Dynamic feedback loops OR Formative Assessment in Math & Test Prep
Having spent weeks on reviewing Number Sense, it was time to see how much students knew in a simulated testing situation. I created a series of 3 - 10 question formatives which covered rational numbers. I needed that dynamic situation for independent practice...something where I could watch all of them do their problem set but without interacting with them.
Today we dragged the mobile carts into the pod and got started. As they took their quizzes, I would watch their questions stream into my grid.
"OK, Bill...be sure to check #2 again"....squint a bit more at the screen and realize that everyone was missing #9. Buggers that means I really need to do more with teaching estimating with percents. New numbers would post to my screen and I could tell the 2 kids in the back of the room where messing around, clicking through and not showing me what they knew/didn't know. I walked back there and set them straight...by the time I returned to monitoring my screen they were in "review" mode and changing their answers.
Here is proof to me that dynamic test results can be powerful. All the groundwork I had invested in teaching the concepts, having them drill on the concepts, allow a little time to go by and let it sink into long term memory (or escape) and blam. See what they remembered and what they could still do. The capability to watch their scores pour in, question by question, is remarkable.
I thought they were getting messed up on estimation problems. Turns out I was all wrong. They were missing the multi-step problems. Without instant results, I would have operated from the wrong assumption and addressed a need they didn't have. This is powerful stuff.
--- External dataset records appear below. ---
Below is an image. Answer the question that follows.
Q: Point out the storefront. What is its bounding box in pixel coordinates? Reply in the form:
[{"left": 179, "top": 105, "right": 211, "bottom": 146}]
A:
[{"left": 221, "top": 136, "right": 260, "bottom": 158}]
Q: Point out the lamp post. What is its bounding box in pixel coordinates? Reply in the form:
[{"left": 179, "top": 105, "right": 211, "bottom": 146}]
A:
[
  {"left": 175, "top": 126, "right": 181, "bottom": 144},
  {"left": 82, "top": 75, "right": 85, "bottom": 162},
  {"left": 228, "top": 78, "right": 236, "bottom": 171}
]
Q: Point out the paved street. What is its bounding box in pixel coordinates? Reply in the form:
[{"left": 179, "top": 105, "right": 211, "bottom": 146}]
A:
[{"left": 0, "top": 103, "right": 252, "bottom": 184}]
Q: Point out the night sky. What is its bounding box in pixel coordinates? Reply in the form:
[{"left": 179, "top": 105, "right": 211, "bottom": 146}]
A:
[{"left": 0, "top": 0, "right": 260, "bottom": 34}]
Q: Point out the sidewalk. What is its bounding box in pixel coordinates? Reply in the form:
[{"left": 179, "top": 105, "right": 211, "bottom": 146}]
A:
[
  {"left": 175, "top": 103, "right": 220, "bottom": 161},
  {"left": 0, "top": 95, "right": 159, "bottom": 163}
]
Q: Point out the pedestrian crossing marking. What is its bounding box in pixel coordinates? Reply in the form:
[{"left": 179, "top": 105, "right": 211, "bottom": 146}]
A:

It is a feedback loop that can change how kids feel about math...
If I know what they "get" and "don't get", I have a much better chance at helping them learn the tough stuff.
It will be interesting to compare tomorrow's results with today's. I will be watching to see if they soar and falter in the same places they did today. Whatever the outcome, it will inform my decision about what to teach the next day. That's just cool and humbles me to think about the potential we have together because of the leveraged knowledge I have with technology.